Typed Architecture: Architectural Support for Lightweight Scripting
Biography
Jae W. Lee is an associate professor in the Department of Computer Science and Engineering at Seoul National University (SNU), Korea. His research areas include computer architecture, compilers, and parallel computing, and he has co-authored more than 50 research papers in these areas. His work has been recognized with two test-of-time awards (IEEE VLSI Symposium 2017, ACM ASPLOS 2014), and several top/highlights papers (ACM ASPLOS 2017, IEEE PACT 2010, IEEE/ACM MICRO 2010). Before joining SNU, he was an assistant professor of Semiconductor Systems Engineering at Sungkyunkwan University (SKKU), Korea. Prior to that, he was a research associate at Princeton University, and a researcher and engineer at Parakinetics, Inc. (Princeton, NJ), where he conducted research on multicore software optimization.

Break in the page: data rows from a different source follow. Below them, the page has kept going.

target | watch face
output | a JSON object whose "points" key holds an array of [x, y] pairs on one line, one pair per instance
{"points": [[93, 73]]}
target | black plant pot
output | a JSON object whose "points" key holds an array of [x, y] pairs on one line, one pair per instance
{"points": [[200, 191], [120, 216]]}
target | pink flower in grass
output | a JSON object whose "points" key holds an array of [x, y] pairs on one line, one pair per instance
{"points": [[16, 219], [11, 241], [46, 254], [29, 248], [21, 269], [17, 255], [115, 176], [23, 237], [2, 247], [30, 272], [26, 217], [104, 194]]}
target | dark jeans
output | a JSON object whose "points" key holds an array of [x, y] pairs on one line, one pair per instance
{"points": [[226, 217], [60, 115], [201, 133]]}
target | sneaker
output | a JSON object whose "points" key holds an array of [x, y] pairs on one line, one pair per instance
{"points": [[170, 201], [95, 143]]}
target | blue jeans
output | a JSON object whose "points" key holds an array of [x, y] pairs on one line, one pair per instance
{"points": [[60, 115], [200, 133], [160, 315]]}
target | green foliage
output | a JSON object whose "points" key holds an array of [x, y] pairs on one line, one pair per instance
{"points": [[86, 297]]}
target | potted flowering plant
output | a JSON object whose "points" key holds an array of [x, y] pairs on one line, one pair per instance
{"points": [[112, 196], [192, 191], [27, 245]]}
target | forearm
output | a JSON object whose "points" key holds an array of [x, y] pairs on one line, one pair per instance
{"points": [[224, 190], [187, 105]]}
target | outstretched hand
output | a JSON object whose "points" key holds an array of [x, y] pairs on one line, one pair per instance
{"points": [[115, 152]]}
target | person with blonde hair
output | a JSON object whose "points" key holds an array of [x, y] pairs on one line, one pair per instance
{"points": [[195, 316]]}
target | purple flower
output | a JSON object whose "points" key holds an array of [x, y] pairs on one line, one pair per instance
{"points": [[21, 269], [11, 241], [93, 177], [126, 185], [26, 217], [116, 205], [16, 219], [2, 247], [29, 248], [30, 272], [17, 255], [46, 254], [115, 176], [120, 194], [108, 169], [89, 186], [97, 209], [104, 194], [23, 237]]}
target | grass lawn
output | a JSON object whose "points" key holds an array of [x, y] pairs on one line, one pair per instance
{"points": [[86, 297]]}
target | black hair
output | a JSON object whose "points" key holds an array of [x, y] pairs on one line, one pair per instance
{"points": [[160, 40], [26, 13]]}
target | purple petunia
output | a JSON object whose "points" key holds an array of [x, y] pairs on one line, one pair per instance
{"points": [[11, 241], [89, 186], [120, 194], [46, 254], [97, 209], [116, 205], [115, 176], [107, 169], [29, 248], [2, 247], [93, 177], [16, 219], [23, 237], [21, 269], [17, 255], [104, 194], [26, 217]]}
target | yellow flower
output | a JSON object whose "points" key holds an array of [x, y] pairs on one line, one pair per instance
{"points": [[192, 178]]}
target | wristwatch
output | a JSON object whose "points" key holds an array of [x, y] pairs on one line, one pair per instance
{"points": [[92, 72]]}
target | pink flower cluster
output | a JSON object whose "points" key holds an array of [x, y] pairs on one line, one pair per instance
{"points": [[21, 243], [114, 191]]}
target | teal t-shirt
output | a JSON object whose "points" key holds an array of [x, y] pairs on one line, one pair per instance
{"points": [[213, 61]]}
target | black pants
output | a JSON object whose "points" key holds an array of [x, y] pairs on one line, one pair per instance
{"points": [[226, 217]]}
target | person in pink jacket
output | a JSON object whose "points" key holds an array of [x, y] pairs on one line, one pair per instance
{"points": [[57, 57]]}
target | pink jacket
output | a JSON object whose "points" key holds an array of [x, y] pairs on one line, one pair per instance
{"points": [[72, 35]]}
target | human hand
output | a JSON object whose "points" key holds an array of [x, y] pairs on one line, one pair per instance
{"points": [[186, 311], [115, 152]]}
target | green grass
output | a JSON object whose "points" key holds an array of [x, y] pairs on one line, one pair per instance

He received his M.S. degree in Electrical Engineering from Stanford University and Ph.D. degree in Computer Science from MIT.
Abstract
Dynamic scripting languages are becoming more and more widely adopted not only for fast prototyping but also for developing production-grade applications. They provide high-productivity programming environments featuring high levels of abstraction with powerful built-in functions, automatic memory management, object-oriented programming paradigm and dynamic typing. However, their flexible, dynamic type systems easily become the source of inefficiency in terms of instruction count, memory footprint, and energy consumption. Besides, the bytecode dispatch loop incurs significant performance cost due to redundant computation and hard-to-predict indirect jumps. This overhead makes it challenging to deploy these high-productivity programming technologies for production, especially on emerging single-board computers for IoT applications. In this talk I will present Typed Architecture, a high-efficiency, low-cost execution substrate for dynamic scripting languages, where each data variable retains high-level type information at an ISA level. Typed Architecture calculates and checks the dynamic type of each variable implicitly in hardware, rather than explicitly in software, hence significantly reducing instruction count for dynamic type checking. To reduce the recurring cost of bytecode dispatch, I also introduce Short-Circuit Dispatch (SCD), an architectural extension that enables fast, hardware-based bytecode dispatch with fewer instructions. Our evaluation using a fully synthesizable RISC-VRTL design on FPGA demonstrates that Typed Architecture augmented with SCD achieves geomean speedups of 24.3% and 19.8% with maximum speedups of 65.0% and 63.5% for two production-grade scripting engines for Lua and JavaScript, respectively.